La Ville de Calais a fait le forcing, et ouvert hier soir le local du BCMO, appartenant au SMBC, rue de Moscou. Là, les migrants ont pu bénéficier de l’apport de 400 sacs de couchage et de chauffage d’appoints, disponibles grâce à une subvention d’urgence débloquée par le Conseil régional. Tout le monde, à Calais, soutient l’initiative municipale. Même Natacha Bouchart, et l’opposition UMP l’ont approuvée, hier soir, lors du conseil municipal.

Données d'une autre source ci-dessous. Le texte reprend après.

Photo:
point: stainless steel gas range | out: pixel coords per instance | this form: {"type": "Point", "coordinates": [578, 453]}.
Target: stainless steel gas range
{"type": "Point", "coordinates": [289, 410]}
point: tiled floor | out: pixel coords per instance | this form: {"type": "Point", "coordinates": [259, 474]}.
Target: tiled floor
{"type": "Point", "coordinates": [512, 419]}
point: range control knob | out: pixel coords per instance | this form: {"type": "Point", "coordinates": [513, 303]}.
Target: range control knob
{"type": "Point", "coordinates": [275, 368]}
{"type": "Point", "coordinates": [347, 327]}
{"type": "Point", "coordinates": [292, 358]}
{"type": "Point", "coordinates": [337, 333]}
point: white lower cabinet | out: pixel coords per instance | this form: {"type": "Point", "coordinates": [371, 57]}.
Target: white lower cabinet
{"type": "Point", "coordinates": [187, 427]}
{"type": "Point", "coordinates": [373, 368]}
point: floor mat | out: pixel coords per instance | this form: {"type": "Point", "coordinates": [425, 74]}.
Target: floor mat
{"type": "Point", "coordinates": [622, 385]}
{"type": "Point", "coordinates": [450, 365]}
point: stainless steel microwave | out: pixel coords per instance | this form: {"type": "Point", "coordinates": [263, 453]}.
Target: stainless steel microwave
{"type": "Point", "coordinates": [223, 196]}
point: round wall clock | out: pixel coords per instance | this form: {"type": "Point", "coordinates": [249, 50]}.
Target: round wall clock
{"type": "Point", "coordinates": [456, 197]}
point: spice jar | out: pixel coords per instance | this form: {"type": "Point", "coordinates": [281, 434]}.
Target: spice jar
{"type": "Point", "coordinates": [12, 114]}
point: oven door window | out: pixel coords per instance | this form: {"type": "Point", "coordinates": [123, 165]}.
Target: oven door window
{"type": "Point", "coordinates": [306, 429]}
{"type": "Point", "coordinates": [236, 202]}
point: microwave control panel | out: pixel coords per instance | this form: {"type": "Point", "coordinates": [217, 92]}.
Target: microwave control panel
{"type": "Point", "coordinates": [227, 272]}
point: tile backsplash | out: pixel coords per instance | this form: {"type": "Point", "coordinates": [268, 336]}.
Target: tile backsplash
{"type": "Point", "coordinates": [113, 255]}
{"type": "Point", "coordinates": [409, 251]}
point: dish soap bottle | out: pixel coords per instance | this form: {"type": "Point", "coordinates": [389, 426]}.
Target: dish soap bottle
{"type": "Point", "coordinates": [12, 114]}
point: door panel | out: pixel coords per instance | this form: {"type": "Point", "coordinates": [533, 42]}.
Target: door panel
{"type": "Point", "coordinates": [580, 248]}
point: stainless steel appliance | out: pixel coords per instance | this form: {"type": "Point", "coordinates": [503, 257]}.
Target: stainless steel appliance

Dans la nuit de jeudi à vendredi, près de deux cents réfugiés avaient passé la nuit dans la maison paroissiale de la rue de Croy. Catherine Bourgeois, conseillère régionale (Verts), est restée avec eux : « C’était moins pire que de dormir dehors. Mais c’est une maison sans électricité, sans chauffage. Il faisait peut-être deux à trois degrés, c’était humide. Impossible de dormir. » C’était moins pire, dit-elle, et ce pis-aller avive sa colère : « Le préfet de région, à Lille, a réquisitionné une auberge de jeunesse pour les sans-abri de la métropole. Tout le monde le sait, il y a des sans-papiers parmi ces sans-abri. Ce qui est possible à Lille ne l’est pas à Calais, pourquoi ? La vie des sans-papiers d’ici vaudrait-elle moins que celle des sans-papiers lillois ? » Arc-boutés sur le refus absolu de tout point de fixation à Calais, au risque de laisser les migrants mourir de froid, préfecture et sous-préfecture restent inflexibles. Le maire de Calais, qui en cinq ans ne s’était jamais montré aussi revendicatif sur le sujet, a donc décidé de frapper au sommet de l’Etat. Une lettre a été envoyée au Premier ministre, lettre au ton direct : « Je vous demande instamment de nous aider en exigeant de toute urgence la réquisition du local du BCMO (bureau central de la main-d’oeuvre), rue de Moscou. » Une copie a été envoyée à Michèle Alliot-Marie, ministre de l’Intérieur, au préfet et au sous-préfet. Nicolas Sarkozy a été lui aussi informé de l’initiative municipale. Jack Lang et Gilles Cocquempot ont emboîté le pas à Jacky Hénin. Le collectif C’sur a de son côté envoyé un texte à Martin Hirsch, haut commissaire aux solidarités : « Nous ne pouvons qu’être honteux du comportement préfectoral », assène C’sur.
Hier, la communauté calaisienne dans son ensemble a donc fait preuve de désobéissance civile. Une désobéissance qui est tout à son honneur.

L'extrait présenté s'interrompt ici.